Biochemical analysis of decellularized tissue indicated moderate decreases of soluble and insoluble collagen, and low retention of s-GAGs (Fig. 2d), especially for method D. Picro Sirius Red staining for collagen (Fig. 2e, g, i) and Alcian Blue staining for GAGs (Fig. 2f, h, j) confirmed consistent reduction of these ECM components in all tissue donors for all strategies tested, even though they are still present in decellularized tissue sections obtained using method D.
Although method D can practically remove all nucleic material and moderately retains ECM components, tissues became softer after decellularization (Fig. 1b, e, h), which could indicate partial destruction of their microarchitecture. In fact, the 3D architecture of decellularized cardiac tissue was not preserved similarly among donors after decellularization using method D (Fig. 3). Typical anisotropic interconnected lacunae were absent in donor 1, but for the remaining tissue donors structural compliance did not seem to be affected (Fig. 3a). We examined the gross alignment of ECM fibers on native cardiac tissue and compared them to the decellularized cardiac tissue through method D. On native tissue there is a low dispersion of ECM fiber orientation, with the majority occupying two to three 15° bins in density histograms (Fig. 3b). However, the same tendency is only maintained for donors 2 and 3 after decellularization. The same trend is evident with the anisotropy index of the scaffold, which is substantially decreased for donor 1 (Fig. 3c), even though method D did not statistically impact tissue anisotropy.

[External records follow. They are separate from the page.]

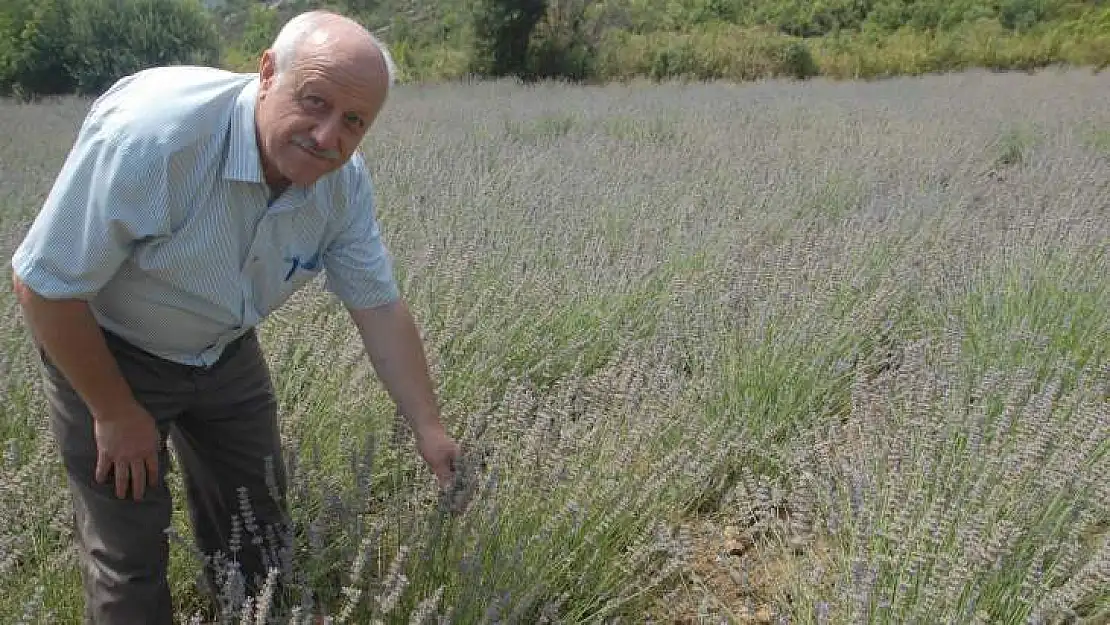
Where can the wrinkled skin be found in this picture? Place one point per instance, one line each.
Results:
(311, 119)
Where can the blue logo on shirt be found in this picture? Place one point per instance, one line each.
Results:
(311, 264)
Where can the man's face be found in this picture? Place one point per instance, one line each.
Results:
(311, 119)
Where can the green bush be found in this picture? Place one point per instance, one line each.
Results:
(720, 51)
(81, 47)
(502, 34)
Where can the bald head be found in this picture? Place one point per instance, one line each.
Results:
(323, 32)
(322, 83)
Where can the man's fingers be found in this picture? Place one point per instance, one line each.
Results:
(152, 470)
(138, 480)
(102, 467)
(121, 480)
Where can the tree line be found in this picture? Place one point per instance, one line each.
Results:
(62, 47)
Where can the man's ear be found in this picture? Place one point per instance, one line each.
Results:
(268, 71)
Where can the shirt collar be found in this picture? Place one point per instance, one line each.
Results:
(243, 161)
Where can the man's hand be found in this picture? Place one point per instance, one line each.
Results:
(441, 453)
(128, 445)
(127, 436)
(394, 348)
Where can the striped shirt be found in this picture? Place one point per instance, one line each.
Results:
(161, 220)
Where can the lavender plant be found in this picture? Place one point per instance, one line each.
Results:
(818, 353)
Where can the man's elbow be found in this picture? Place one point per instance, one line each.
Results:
(22, 291)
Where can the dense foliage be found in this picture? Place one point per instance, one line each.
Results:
(54, 47)
(70, 46)
(825, 353)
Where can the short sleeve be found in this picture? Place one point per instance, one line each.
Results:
(357, 265)
(106, 199)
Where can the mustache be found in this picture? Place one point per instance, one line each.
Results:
(312, 147)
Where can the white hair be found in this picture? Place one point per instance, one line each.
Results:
(288, 43)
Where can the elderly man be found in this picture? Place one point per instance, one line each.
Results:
(193, 203)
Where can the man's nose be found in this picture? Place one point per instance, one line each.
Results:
(326, 133)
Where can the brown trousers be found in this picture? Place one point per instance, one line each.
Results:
(222, 423)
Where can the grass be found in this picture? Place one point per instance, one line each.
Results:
(830, 352)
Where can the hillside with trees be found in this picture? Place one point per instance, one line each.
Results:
(79, 46)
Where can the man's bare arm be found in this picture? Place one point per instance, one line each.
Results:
(74, 343)
(394, 348)
(127, 436)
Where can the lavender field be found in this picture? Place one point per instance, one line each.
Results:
(833, 352)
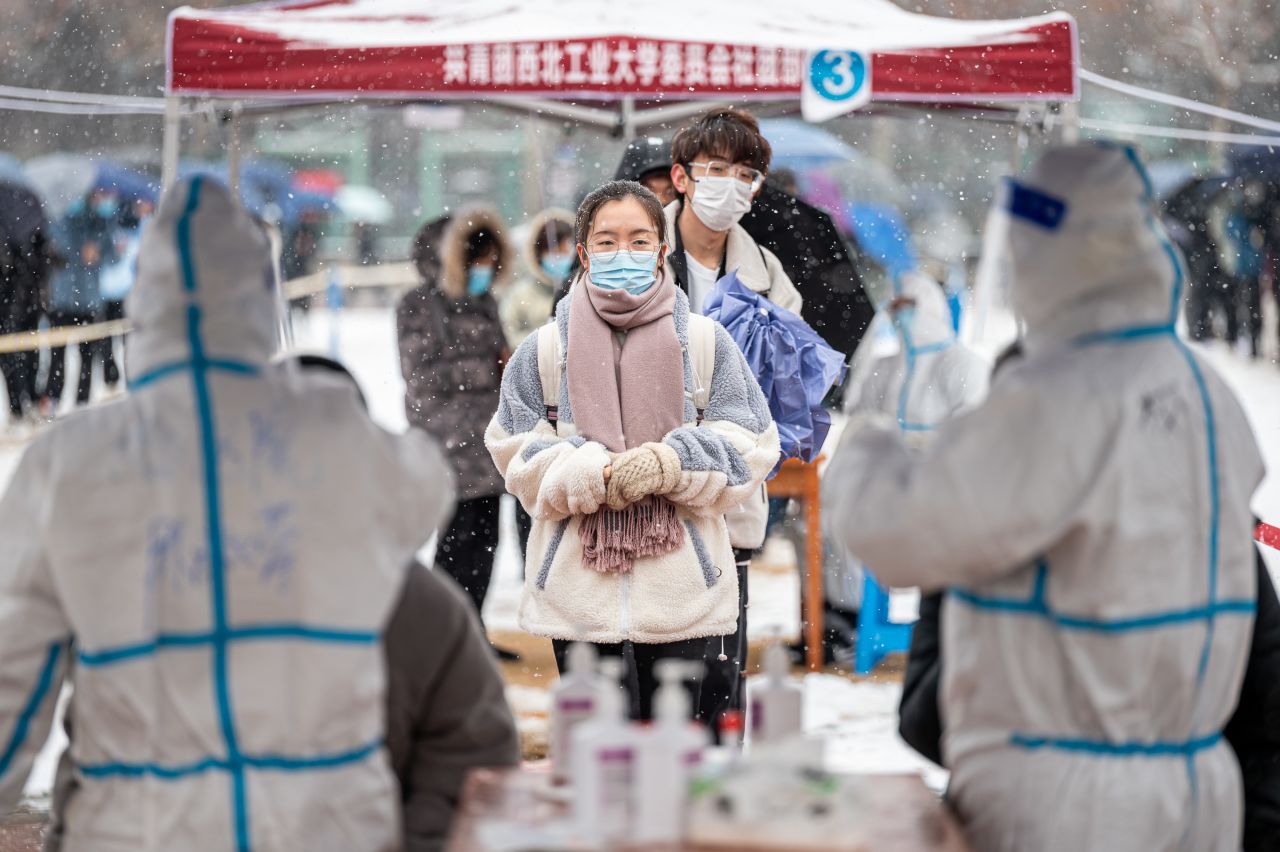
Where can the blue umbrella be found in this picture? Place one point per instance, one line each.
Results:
(882, 233)
(799, 142)
(12, 172)
(794, 366)
(127, 183)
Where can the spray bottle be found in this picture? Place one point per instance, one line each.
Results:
(603, 759)
(775, 702)
(572, 702)
(668, 756)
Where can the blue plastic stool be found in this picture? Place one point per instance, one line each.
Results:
(877, 636)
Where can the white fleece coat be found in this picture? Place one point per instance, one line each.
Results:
(760, 271)
(558, 476)
(215, 555)
(1092, 523)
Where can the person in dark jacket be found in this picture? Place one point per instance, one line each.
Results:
(452, 349)
(27, 257)
(88, 242)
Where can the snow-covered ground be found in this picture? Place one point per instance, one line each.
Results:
(859, 718)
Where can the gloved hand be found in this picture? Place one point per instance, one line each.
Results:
(649, 468)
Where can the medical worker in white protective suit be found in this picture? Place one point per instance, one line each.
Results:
(931, 376)
(213, 559)
(1092, 523)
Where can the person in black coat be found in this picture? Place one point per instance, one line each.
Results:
(27, 259)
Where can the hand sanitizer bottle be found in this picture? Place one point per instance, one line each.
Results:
(668, 756)
(775, 702)
(604, 752)
(572, 702)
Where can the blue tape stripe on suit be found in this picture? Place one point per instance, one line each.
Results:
(268, 763)
(1031, 607)
(28, 711)
(222, 365)
(301, 632)
(1102, 747)
(213, 512)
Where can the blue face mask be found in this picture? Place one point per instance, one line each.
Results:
(479, 278)
(557, 265)
(624, 273)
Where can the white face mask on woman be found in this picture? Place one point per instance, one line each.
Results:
(721, 202)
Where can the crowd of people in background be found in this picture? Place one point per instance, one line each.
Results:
(577, 371)
(1229, 232)
(64, 274)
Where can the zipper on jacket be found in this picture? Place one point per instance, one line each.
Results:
(626, 607)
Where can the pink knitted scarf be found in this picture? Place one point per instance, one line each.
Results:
(626, 393)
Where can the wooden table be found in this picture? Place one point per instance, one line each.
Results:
(800, 481)
(901, 815)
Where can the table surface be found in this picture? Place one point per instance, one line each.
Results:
(901, 815)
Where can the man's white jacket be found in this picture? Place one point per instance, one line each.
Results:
(213, 560)
(1091, 522)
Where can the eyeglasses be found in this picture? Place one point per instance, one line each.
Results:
(641, 250)
(720, 169)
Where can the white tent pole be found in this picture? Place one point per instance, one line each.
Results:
(172, 141)
(1068, 124)
(627, 117)
(233, 149)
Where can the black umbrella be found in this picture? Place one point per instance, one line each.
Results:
(21, 214)
(644, 155)
(818, 260)
(1189, 202)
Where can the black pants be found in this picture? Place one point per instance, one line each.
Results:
(640, 660)
(723, 687)
(19, 371)
(1251, 305)
(113, 348)
(467, 546)
(58, 358)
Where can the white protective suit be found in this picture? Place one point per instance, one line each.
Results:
(929, 379)
(1092, 522)
(215, 555)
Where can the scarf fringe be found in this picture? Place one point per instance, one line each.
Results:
(613, 540)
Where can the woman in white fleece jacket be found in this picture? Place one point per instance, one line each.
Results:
(626, 480)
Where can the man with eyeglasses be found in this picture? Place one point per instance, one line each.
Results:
(720, 163)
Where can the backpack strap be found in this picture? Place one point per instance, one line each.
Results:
(702, 360)
(549, 370)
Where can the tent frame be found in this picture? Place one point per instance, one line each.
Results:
(1059, 119)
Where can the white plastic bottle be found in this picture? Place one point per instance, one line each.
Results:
(775, 702)
(604, 750)
(572, 702)
(668, 756)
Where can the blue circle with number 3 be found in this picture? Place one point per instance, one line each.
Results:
(837, 74)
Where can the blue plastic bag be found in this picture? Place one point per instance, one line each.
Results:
(792, 363)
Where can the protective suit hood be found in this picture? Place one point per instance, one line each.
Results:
(202, 262)
(931, 323)
(1087, 251)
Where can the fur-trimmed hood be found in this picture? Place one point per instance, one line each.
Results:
(439, 248)
(529, 253)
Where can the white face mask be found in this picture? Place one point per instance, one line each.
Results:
(721, 202)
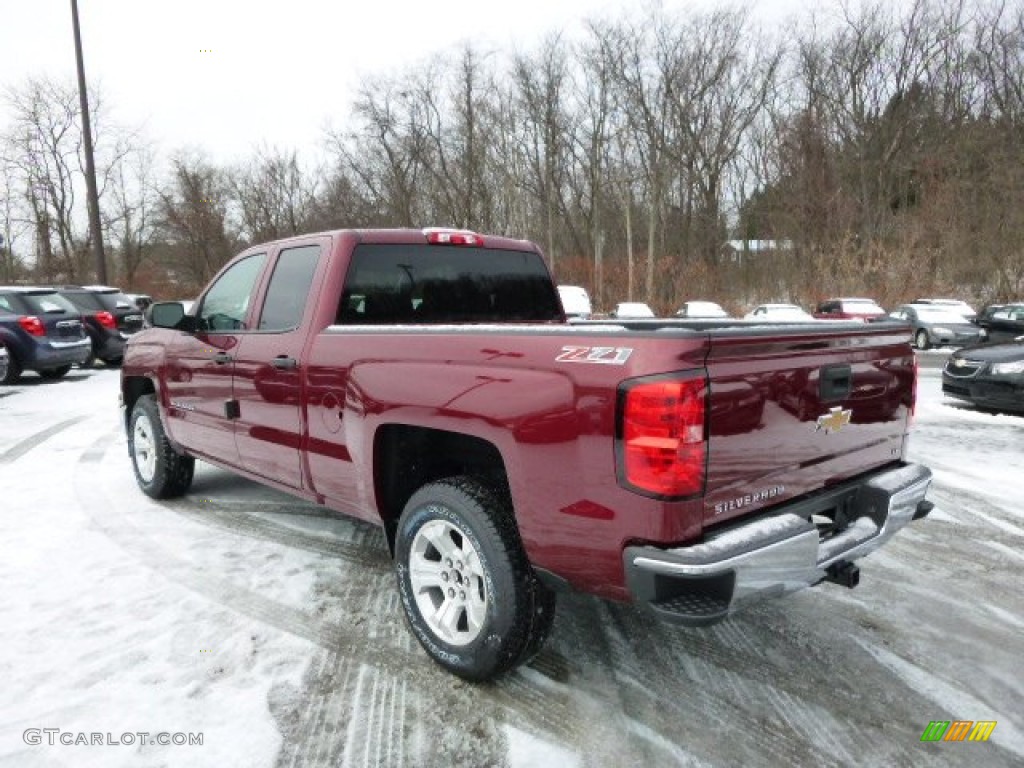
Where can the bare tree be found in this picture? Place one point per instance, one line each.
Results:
(193, 217)
(274, 195)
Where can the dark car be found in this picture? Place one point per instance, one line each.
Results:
(849, 308)
(42, 331)
(990, 376)
(1000, 323)
(936, 326)
(111, 318)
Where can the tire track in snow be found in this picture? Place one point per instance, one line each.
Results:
(238, 521)
(526, 701)
(26, 444)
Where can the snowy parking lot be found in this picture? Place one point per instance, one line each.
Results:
(270, 630)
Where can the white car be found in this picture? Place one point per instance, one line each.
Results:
(700, 309)
(576, 301)
(955, 305)
(634, 309)
(778, 313)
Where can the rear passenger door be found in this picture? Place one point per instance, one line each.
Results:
(267, 375)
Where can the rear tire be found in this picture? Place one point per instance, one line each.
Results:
(160, 470)
(55, 373)
(469, 593)
(13, 372)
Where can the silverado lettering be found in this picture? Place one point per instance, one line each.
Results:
(414, 379)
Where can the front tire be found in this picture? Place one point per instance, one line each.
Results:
(55, 373)
(469, 593)
(160, 470)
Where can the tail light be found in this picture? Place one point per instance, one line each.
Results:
(32, 325)
(662, 440)
(453, 238)
(107, 321)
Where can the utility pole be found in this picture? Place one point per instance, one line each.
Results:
(92, 196)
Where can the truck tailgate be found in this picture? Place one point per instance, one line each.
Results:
(794, 411)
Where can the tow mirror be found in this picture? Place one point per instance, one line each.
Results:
(171, 314)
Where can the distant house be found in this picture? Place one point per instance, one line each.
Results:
(739, 251)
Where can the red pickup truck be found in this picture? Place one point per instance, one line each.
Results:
(427, 381)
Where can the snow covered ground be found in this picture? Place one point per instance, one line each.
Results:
(273, 630)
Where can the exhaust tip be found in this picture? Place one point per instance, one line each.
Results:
(844, 573)
(924, 507)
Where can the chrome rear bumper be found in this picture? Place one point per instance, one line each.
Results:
(775, 555)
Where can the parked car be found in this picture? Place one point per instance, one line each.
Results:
(778, 313)
(989, 376)
(141, 300)
(1000, 323)
(576, 301)
(961, 307)
(632, 309)
(42, 332)
(505, 453)
(849, 308)
(110, 316)
(936, 326)
(700, 309)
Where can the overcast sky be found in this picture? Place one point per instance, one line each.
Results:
(226, 75)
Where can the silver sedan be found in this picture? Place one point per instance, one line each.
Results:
(937, 326)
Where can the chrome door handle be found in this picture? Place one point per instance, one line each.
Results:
(284, 363)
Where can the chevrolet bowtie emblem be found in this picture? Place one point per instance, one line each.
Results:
(834, 421)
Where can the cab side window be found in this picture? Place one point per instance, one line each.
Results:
(288, 293)
(226, 303)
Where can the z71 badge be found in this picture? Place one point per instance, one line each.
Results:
(599, 355)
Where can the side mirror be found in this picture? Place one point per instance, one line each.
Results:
(171, 314)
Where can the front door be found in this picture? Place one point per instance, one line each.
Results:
(267, 374)
(199, 380)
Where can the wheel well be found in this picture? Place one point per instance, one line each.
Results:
(408, 458)
(131, 389)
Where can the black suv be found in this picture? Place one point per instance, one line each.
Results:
(42, 331)
(110, 316)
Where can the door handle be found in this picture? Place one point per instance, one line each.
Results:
(284, 363)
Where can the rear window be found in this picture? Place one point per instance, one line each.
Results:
(428, 284)
(115, 300)
(86, 301)
(47, 303)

Recellularization of decellularized cardiac tissue with hiPSC-cardiomyocytes
We then tested whether decellularized tissue through method D could support cell engraftment and tissue formation using cardiomyocytes derived from human induced pluripotent stem cells (hiPSC-CM), that were generated via temporal modulation of the Wnt/β-catenin pathway, as we previously described17,18. hiPSC-CM were seeded as single cells on decellularized tissue strips (~ 1 mm length, ~ 1 mm height) and cultured for an additional 2 weeks. These tissue strips supported hiPSC-CM attachment, ensuring efficient cell retention (Fig. 4a, b) and sustaining spontaneous contraction up to 14 days (Supplementary Video 1). Noteworthy, recellularized cardiac tissues showed positive staining for cardiac troponin T (Fig. 4c), confirming their cardiac phenotype. Furthermore, the decellularized scaffold encouraged hiPSC-CM alignment within 14 days of in vitro culture, with a mean cell angular orientation closely approaching the values measured for ventricular cardiomyocytes in native cardiac muscle (Fig. 4d).
Cardiac muscle is a structurally complex tissue optimized for life-long pumping function, and so it is challenging to replicate in vitro1. The ECM is nature’s template of a biomaterial and, through decellularization, such a scaffold could be produced to reliably engineer bioartificial cardiac tissue. Here, we aimed at evaluating several methods to efficiently decellularize human cardiac tissue, and test if the tissue scaffold could be used for tissue engineering.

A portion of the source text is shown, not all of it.